Commission alarmed by ‘mass killing’ of Aegean seals and turtles

Tsimpidis: "We are talking about specific people who are well-known by the local authorities." [Archipelagos]

The killing of protected mammals in the Aegean Sea has raised eyebrows in Brussels, which called on the Greek government to punish the culprits.

According to the Institute of Marine Protection Archipelago, mass killings in the Aegean Sea are taking place.

The institute reports that it found turtles with their heads cut off (such as the endangered Caretta Caretta loggerhead sea turtle), seals which were shot, as well as stabbed dolphins.

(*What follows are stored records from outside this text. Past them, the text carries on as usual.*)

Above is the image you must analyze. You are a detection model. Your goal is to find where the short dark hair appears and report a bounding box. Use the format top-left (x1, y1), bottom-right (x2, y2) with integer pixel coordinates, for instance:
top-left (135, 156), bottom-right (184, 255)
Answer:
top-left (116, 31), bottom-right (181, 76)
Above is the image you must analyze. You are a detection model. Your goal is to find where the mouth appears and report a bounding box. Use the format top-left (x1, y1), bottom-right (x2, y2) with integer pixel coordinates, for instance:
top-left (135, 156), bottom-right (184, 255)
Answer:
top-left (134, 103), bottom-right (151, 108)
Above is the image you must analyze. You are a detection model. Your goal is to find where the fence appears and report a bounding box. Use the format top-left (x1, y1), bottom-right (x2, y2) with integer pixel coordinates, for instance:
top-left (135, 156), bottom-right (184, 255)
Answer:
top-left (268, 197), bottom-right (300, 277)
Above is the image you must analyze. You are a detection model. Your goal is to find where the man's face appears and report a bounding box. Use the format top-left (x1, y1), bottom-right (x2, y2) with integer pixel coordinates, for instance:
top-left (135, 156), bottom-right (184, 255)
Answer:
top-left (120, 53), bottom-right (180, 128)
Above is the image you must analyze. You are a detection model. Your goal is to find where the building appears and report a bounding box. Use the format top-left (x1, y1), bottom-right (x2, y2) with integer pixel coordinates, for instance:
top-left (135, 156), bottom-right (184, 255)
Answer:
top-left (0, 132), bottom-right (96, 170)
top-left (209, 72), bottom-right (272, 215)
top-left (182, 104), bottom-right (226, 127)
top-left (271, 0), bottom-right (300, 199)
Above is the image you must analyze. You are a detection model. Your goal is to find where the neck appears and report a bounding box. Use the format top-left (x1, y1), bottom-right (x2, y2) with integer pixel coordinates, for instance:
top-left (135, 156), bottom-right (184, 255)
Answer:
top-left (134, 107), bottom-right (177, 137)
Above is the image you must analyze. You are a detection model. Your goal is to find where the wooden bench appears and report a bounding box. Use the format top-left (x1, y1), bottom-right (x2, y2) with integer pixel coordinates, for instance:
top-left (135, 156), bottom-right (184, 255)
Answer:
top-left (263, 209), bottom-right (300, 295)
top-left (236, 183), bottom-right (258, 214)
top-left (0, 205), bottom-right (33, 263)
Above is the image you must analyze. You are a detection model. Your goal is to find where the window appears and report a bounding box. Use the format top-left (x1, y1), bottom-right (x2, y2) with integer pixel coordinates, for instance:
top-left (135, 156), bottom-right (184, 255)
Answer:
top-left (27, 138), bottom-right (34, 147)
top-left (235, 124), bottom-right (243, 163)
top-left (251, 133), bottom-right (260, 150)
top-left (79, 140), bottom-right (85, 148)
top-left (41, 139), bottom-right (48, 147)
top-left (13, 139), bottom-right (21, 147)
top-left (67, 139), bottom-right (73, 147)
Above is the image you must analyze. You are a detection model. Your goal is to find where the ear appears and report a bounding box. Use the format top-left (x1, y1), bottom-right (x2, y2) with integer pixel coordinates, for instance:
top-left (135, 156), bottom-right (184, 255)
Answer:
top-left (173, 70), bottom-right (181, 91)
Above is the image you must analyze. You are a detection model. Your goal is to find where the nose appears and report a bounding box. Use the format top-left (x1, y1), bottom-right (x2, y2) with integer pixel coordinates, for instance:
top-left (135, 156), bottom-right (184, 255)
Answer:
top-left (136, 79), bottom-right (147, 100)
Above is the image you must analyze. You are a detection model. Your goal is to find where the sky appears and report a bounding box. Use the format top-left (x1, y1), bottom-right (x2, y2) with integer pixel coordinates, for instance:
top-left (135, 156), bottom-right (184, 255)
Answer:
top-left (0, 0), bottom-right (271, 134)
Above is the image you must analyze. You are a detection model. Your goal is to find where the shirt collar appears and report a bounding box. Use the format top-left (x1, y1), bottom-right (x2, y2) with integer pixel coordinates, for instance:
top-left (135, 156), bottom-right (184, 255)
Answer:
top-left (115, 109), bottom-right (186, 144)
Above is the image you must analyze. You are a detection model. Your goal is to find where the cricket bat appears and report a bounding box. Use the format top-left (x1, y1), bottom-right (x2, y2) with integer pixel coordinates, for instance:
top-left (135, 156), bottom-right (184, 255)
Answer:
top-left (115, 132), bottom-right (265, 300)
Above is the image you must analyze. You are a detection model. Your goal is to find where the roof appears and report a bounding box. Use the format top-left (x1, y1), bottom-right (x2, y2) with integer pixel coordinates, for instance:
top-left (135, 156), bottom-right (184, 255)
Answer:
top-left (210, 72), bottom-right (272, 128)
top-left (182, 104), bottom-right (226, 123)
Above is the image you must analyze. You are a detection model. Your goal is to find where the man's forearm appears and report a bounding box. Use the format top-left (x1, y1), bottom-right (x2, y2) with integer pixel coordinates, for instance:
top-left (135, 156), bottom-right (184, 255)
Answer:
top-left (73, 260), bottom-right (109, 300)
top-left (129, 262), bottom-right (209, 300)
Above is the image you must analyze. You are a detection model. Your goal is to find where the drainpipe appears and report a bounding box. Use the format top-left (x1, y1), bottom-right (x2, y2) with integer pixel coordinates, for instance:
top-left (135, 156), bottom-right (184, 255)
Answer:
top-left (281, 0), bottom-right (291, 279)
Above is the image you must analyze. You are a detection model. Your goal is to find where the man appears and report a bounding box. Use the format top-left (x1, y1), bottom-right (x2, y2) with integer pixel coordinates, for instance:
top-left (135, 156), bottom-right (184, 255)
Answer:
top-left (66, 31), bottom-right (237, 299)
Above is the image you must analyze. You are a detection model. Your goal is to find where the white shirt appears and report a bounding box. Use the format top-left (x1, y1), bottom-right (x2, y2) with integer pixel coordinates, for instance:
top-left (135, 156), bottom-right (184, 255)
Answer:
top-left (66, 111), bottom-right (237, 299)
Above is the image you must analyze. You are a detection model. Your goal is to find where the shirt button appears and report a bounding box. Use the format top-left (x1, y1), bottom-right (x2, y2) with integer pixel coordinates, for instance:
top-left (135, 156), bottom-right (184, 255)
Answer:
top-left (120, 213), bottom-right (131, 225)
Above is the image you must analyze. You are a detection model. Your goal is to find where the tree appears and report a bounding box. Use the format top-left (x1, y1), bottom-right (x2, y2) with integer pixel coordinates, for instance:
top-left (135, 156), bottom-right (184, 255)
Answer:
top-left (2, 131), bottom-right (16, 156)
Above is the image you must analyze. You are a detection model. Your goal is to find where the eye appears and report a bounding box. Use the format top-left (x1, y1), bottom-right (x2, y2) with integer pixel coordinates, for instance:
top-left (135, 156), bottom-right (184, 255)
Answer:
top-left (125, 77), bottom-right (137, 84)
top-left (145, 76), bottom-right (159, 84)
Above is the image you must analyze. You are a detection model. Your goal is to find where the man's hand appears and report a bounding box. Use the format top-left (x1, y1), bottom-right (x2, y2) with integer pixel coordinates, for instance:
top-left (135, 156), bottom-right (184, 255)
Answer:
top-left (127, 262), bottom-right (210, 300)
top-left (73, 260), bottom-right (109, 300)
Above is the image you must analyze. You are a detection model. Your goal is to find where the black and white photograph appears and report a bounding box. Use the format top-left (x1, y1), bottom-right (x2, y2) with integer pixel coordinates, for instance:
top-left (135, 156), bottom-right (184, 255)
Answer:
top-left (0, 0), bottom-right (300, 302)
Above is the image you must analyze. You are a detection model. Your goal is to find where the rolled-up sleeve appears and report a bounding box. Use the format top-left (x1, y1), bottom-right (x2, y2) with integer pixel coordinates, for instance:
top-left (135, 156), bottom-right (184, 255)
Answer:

Contacted by EURACTIV.com, Thodoris Tsimpidis the president of the Institute of Marine Protection Archipelago, said that these violent incidents are a chronic problem in the region.

He explained that expensive speedboats, which carry explosives, are used to kill fish, and then collect their carcases from the surface.

In some cases, Tsimpidis said, the violence is coordinated and the guilty cannot be identified.

“Someone throws the explosives and leaves […] then another one comes to pick (up) the fish and cannot be proved to be guilty,” he noted.

“We are talking about specific people who are well-known by the local authorities. But islanders are afraid of making an official complaint as they are threatened,” he said, adding that in Koufonisia islands there are in total 80 fishermen and just 2 people “burn (the) whole region with explosives”.

Criminal activity

European Commission spokesperson Enrico Brivio told EURACTIV that the executive was aware of these incidents.

“Some species (sea turtles, monk seals) are listed as strictly protected under EU rules and their killing is a criminal offence,” Brivio noted.

“Member states need to ensure that they are punishable by effective and proportionate criminal penalties. It is their responsibility, in the case of the incidents in question, to identify and punish the authors of the crimes and take measures to prevent them from happening again,” Brivio added.